In my experience, thirst starts out as a gentle want and eventually becomes a desperate need. Somewhere in the middle I have no idea thirst is. If I ignore it, I am putting myself at risk. The tug between the two is a perplexing one. It is good to indulge the want up to a limit. I rarely get to the limit, so indulging my want in this case is helpful. Yet, for reasons I rarely understand, I tend to put it off. As my thirst intensifies, I begin to pay more attention to it but until it seriously registers I often do nothing about it even though I know by then it will be too late.
There is a tension between my heart and head knowledge that plays itself out in the course of a day. Facts, data, and information do not trump heart desires. In the end it is as if I am fighting within myself! I find myself in a familiar space with many others. One man pleaded for help; “My heart and kidneys are fighting each other; call a truce to this civil war.” (Psalm 25.17) He knew he had the freedom within to deal with it but he was unable to stop the fight before it began.
Describing the heart versus head tension using a thirst metaphor reminds me that I can act.

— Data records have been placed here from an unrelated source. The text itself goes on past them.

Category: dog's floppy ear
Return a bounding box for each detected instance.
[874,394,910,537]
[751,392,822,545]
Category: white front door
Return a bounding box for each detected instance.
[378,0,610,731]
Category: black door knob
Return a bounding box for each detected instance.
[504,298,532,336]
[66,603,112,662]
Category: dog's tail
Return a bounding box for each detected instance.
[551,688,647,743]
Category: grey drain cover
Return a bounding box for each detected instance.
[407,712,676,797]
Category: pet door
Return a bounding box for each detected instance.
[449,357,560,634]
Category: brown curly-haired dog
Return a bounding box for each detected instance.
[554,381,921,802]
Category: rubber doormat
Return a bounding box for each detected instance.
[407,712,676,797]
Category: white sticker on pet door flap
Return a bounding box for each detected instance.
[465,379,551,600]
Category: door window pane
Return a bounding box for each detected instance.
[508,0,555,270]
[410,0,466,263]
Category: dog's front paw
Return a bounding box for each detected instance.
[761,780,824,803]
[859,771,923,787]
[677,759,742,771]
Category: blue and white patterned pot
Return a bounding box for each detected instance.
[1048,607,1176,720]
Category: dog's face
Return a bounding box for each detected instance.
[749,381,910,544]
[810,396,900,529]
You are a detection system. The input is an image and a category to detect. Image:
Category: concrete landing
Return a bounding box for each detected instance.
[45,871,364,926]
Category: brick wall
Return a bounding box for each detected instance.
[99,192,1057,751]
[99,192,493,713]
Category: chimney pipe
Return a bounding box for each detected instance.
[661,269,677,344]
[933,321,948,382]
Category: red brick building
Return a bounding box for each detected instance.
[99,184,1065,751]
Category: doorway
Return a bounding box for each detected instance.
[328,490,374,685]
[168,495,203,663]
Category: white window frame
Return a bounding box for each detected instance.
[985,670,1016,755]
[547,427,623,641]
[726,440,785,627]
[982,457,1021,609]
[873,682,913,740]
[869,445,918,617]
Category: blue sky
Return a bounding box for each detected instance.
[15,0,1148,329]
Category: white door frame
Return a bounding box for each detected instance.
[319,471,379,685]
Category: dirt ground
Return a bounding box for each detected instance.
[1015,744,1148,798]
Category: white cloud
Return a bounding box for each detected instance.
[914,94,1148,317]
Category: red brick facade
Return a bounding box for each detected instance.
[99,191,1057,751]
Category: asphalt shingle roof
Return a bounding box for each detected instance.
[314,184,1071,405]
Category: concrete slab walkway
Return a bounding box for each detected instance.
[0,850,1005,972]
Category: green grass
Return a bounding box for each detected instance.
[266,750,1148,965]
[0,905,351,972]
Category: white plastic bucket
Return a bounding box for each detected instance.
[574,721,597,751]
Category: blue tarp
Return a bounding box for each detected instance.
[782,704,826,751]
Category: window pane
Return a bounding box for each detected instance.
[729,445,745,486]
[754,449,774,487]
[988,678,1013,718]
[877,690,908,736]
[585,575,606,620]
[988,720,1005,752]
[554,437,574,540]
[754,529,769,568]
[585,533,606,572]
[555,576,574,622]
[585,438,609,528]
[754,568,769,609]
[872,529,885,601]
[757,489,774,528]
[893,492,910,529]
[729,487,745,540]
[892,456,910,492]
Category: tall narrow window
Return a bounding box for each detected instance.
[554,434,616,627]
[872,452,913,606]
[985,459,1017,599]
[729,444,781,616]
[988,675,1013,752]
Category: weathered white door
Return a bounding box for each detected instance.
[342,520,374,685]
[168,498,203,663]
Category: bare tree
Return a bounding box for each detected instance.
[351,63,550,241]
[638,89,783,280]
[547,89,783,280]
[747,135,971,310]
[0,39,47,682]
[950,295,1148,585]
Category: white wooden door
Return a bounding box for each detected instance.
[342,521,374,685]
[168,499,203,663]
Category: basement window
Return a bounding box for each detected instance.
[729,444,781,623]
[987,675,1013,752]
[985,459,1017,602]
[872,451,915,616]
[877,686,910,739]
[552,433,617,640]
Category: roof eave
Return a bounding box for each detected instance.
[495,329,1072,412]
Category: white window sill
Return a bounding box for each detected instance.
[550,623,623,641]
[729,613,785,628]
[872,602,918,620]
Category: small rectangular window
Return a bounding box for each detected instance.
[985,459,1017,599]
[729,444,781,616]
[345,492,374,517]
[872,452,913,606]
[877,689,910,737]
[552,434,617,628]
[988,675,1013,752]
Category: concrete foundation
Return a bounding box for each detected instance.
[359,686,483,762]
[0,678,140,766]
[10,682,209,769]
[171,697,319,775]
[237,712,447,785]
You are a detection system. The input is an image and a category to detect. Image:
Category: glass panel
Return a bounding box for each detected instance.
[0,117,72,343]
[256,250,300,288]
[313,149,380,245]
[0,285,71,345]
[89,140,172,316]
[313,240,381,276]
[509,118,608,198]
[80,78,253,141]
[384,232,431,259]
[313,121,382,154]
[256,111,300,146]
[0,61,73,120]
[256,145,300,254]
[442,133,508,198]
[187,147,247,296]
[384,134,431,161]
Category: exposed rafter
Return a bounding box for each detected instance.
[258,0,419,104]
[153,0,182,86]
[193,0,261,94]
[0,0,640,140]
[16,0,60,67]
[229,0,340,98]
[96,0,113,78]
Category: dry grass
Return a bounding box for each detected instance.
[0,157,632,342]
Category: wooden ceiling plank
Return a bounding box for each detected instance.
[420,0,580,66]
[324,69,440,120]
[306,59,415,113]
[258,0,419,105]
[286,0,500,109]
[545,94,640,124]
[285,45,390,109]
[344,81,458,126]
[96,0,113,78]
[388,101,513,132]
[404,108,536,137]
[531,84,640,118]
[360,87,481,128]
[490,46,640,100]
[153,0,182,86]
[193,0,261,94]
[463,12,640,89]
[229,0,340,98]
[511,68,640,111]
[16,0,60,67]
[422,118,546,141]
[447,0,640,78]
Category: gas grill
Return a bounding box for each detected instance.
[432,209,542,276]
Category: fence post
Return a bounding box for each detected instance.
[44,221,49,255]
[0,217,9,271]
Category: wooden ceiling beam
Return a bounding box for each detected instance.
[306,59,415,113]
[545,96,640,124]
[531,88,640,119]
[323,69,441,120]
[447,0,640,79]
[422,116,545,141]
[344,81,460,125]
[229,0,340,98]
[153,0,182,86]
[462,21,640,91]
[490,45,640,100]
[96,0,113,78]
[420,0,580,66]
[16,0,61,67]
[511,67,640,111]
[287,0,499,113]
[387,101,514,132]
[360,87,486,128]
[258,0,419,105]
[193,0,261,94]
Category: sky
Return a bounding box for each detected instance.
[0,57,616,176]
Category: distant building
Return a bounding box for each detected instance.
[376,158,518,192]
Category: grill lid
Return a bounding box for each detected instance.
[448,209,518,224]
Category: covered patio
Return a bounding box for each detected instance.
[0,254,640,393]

I can pre-decide how I want to satisfy my thirst. Even before I am thirsty, I had a good idea what I need to do. In general it is two liters of water during the course of the day. If I am under extra stress or consuming extra coffee, then more water is a good thing. Having a game plan pre-empts the questioning that comes with wants and needs.
I can do the right thing even when nobody is watching or cares. When I have a mandatory need for water, drinking is a matter of survival. When it is optional I have a choice. Doing the right thing when it is optional sets the stage for better outcomes.